For extra details about Amazon Bedrock Customized Mannequin Import, see How to configure cross-account model deployment using Amazon Bedrock Custom Model Import.
For extra particulars about ApexGuru, seek advice from Get AI-Powered Insights for Your Apex Code with ApexGuru.
Concerning the authors
Srikanta Prasad is a Senior Supervisor in Product Administration specializing in generative AI options at Salesforce. He leads Mannequin Internet hosting and Inference initiatives, specializing in LLM inference serving, LLMOps, and scalable AI deployments.
Utkarsh Arora is an Affiliate Member of Technical Employees at Salesforce, combining robust educational grounding from IIIT Delhi with early profession contributions in ML engineering and analysis.
Raghav Tanaji is a Lead Member of Technical Employees at Salesforce, specializing in machine studying, sample recognition, and statistical studying.

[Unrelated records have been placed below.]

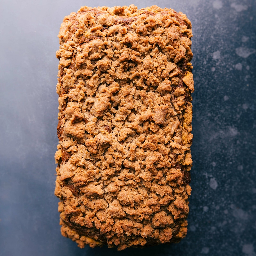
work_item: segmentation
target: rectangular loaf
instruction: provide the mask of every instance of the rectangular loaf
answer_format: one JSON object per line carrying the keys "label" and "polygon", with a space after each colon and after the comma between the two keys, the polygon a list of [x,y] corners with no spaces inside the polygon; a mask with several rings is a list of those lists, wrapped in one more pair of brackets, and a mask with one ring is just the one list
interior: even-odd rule
{"label": "rectangular loaf", "polygon": [[55,194],[61,232],[122,250],[187,233],[191,24],[153,6],[82,7],[60,47]]}

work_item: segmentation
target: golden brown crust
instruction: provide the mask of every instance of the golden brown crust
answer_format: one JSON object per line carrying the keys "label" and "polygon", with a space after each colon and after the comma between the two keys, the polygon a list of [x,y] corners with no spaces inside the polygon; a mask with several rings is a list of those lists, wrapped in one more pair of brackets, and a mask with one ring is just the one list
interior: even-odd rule
{"label": "golden brown crust", "polygon": [[58,36],[61,234],[81,247],[178,242],[191,190],[190,22],[156,6],[85,6]]}

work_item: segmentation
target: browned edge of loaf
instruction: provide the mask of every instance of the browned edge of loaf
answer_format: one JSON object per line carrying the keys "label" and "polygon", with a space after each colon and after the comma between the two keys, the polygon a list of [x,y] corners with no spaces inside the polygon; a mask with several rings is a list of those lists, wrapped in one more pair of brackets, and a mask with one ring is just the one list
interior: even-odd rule
{"label": "browned edge of loaf", "polygon": [[191,188],[191,24],[156,6],[81,7],[60,45],[55,194],[83,248],[177,242]]}

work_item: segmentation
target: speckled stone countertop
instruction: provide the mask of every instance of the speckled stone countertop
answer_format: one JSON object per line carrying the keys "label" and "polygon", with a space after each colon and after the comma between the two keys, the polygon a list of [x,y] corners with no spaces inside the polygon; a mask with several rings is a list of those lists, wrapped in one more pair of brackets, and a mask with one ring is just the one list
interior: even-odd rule
{"label": "speckled stone countertop", "polygon": [[[256,2],[4,0],[0,10],[0,255],[256,255]],[[156,4],[192,24],[192,191],[179,244],[83,249],[54,195],[57,35],[83,5]]]}

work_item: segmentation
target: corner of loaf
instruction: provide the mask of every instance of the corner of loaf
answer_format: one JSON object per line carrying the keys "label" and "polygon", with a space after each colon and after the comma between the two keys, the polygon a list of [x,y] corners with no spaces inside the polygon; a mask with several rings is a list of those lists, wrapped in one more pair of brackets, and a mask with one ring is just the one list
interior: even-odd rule
{"label": "corner of loaf", "polygon": [[55,195],[81,248],[177,242],[190,195],[191,24],[156,5],[82,7],[58,37]]}

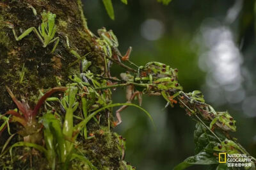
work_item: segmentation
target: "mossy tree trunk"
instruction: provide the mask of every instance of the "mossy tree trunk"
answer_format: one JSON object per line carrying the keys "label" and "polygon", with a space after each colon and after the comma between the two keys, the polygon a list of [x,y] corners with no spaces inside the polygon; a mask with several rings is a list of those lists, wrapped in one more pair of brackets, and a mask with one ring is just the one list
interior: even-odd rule
{"label": "mossy tree trunk", "polygon": [[[79,55],[86,56],[92,61],[90,70],[92,72],[101,74],[104,69],[104,59],[100,52],[95,48],[90,32],[87,29],[86,20],[81,15],[81,1],[77,0],[9,0],[0,2],[0,112],[4,113],[8,109],[16,107],[6,92],[5,86],[8,86],[15,97],[20,100],[24,98],[31,106],[35,105],[40,96],[38,90],[44,91],[70,83],[68,76],[77,68],[68,67],[77,58],[68,52],[66,38],[69,38],[70,47]],[[33,14],[32,6],[37,12]],[[54,46],[51,43],[44,48],[36,34],[31,32],[20,41],[16,41],[12,29],[8,25],[14,26],[17,35],[20,35],[31,27],[36,28],[42,23],[40,13],[49,11],[56,15],[58,27],[55,36],[60,37],[60,43],[53,54],[51,51]],[[24,67],[24,69],[22,68]],[[22,73],[24,73],[23,79]],[[104,120],[105,119],[105,120]],[[111,132],[102,135],[100,128],[107,127],[108,116],[102,116],[101,125],[90,123],[88,131],[93,133],[93,140],[84,142],[84,148],[87,150],[86,156],[100,169],[117,169],[120,166],[120,155],[115,144],[115,137]],[[17,128],[12,123],[11,130]],[[101,127],[101,128],[100,128]],[[8,137],[4,132],[0,138],[0,144],[3,144]],[[16,139],[19,140],[19,139]],[[24,151],[19,148],[21,156]],[[35,169],[44,169],[45,160],[43,155],[33,157],[32,162],[21,161],[13,165],[19,169],[21,167],[32,164]],[[41,162],[40,162],[41,161]],[[73,167],[76,167],[72,165]],[[77,168],[74,167],[74,168]]]}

He holds an M.Tech from IISc Bangalore.
Akhilesh Deepak Gotmare is a Senior Analysis Employees Member at Salesforce Analysis, primarily based in Singapore. He’s an AI Researcher specializing in deep studying, pure language processing, and code-related functions
Gokulakrishnan Gopalakrishnan is a Principal Software program Engineer at Salesforce, the place he leads engineering efforts on ApexGuru. With 15+ years of expertise, together with at Microsoft, he focuses on constructing scalable software program techniques
Nitin Surya is a Lead Member of Technical Employees at Salesforce with 8+ years in software program/ML engineering. He holds a B.Tech in CS from VIT College and MS in CS (AI/ML focus) from College of Illinois Chicago.
Hrushikesh Gangur is a Principal Options Architect at AWS primarily based in San Francisco, California. He focuses on generative and agentic AI, serving to startups and ISVs construct and deploy AI functions.